Well, it looks like I'm super late to the party, but in the fine tradition of this particular thread, I do come bearing a wall of text
(actually more than one wall, since it seems there's a 15000 character limit on post length). Recently I've been working on updating my extraction/insertion utility based on updates to the Table File Standard (TFS) between June 2011 and March 2012 (that's still the current version, right?). After going through the March 2012 document in detail, I've compiled a list of things in the TFS that I believe are incorrect or unclear. I'll mostly skip over spelling, grammatical, and formatting issues except where they affect understandability of the TFS. Much of this is going to be nit-picking details, so I apologize in advance if the "constructive" gets buried under the "criticism"; I'm just trying to help! As always, thanks for all your hard work
: Maybe say ".tbl file extension" instead of "TBL file extension"? Are we actually requiring table files to follow any particular naming conventions?2.1
: I'm assuming "text-to-text" is a typo and should actually say "text-to-hex".18.104.22.168/2.2.2
: The TFS is pretty clear about only supporting "Longest Prefix" for hex-to-text translation, but there are many different algorithms available for text-to-hex translation. My understanding is that what we're concerned about here isn't really TFS compliance (since that's covered by 22.214.171.124), but letting the end user know what behaviour they should expect from text-to-hex translation, and I think these aren't the right words to use for doing that. As the end user of an insertion utility that implements the TFS, the things I would be most concerned about in terms of text-to-hex translation are knowing whether the inserted bytes are going to be correctly interpreted by the game's text engine as the text I want to see displayed and knowing whether as few bytes will be inserted as possible to achieve that correctness.

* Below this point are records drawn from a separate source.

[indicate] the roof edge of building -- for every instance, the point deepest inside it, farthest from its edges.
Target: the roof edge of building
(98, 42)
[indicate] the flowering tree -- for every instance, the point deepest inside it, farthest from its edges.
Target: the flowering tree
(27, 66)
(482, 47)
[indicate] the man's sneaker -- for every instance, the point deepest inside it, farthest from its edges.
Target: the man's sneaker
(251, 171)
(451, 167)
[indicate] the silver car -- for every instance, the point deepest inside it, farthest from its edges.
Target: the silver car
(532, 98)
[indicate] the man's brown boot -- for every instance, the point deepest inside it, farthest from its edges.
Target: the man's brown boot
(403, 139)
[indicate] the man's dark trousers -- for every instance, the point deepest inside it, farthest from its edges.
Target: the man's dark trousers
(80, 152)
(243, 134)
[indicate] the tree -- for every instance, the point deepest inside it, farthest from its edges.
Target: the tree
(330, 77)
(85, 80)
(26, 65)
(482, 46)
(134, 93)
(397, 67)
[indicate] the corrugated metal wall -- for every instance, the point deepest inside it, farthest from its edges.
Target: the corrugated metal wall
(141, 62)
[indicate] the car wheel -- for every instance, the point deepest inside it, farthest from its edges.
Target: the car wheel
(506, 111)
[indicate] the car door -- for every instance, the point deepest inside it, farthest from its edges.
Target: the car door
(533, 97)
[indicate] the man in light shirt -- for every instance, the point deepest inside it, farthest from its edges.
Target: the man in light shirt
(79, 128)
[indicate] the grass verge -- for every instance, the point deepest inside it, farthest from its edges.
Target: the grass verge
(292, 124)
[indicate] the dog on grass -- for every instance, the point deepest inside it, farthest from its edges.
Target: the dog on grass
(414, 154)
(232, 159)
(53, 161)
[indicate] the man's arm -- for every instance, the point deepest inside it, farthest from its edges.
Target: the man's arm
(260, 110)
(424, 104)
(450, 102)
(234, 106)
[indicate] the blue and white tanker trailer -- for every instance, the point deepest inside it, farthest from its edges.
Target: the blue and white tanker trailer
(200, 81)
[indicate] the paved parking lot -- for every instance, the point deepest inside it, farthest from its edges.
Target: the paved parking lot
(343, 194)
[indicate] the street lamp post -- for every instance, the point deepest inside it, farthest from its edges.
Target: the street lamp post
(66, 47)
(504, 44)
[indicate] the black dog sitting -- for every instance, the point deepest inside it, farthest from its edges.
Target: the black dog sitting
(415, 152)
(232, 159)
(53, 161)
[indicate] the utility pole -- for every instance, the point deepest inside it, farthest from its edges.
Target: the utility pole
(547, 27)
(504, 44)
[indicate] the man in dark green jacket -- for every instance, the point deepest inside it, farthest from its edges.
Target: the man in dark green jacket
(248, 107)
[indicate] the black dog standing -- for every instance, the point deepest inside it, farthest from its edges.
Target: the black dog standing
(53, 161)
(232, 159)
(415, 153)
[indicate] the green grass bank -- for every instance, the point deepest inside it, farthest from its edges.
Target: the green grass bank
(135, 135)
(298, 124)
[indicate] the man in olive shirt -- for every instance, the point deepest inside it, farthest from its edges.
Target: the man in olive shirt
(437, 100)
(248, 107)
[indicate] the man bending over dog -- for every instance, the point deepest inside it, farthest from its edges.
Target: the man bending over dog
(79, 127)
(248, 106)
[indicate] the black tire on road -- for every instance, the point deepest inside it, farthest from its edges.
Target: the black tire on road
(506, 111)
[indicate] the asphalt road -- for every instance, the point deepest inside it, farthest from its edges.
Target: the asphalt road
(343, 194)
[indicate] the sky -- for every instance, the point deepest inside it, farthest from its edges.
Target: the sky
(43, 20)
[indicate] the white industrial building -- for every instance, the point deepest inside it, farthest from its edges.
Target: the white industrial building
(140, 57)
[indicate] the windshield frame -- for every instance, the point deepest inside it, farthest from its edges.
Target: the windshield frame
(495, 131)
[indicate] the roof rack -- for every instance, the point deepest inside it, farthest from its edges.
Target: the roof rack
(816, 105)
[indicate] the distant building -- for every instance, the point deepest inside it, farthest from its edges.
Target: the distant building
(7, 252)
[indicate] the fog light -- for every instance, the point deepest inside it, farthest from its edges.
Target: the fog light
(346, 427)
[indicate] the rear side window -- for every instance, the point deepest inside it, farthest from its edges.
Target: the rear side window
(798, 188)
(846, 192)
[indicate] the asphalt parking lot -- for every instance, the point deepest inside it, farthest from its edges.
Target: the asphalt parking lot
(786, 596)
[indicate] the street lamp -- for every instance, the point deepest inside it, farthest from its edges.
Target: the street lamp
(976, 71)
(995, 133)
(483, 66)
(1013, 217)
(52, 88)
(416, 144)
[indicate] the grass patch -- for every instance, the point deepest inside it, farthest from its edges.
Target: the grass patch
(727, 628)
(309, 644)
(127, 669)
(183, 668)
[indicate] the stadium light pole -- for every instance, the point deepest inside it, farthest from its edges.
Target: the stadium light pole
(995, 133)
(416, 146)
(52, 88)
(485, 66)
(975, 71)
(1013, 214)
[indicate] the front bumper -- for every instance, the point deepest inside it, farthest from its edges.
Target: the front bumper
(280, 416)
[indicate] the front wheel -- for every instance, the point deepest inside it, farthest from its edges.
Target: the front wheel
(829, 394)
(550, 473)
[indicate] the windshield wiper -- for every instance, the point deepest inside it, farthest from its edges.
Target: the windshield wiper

With that in mind, how about replacing this section of the TFS with requiring some sort of documentation on the text-to-hex translation algorithm(s) that the utility implements, preferably including correctness and optimality conditions? It doesn't have to be a novel, but seeing something in the utility's documentation like this:
This utility implements a Longest Prefix insertion algorithm, which guarantees correct text-to-hex translation based on the provided table files as long as the following conditions are satisfied:
- all table entries are contained in a single table; and
- no table entry's hex sequence is a prefix of any other table entry's hex sequence; and
- for each character used in normal table entries, a table entry exists which maps some hex sequence to that single character;
and at least one of the following conditions is satisfied:
- the text to be translated does not contain raw hex bytes; or
- the hex sequence of every table entry represents a single byte.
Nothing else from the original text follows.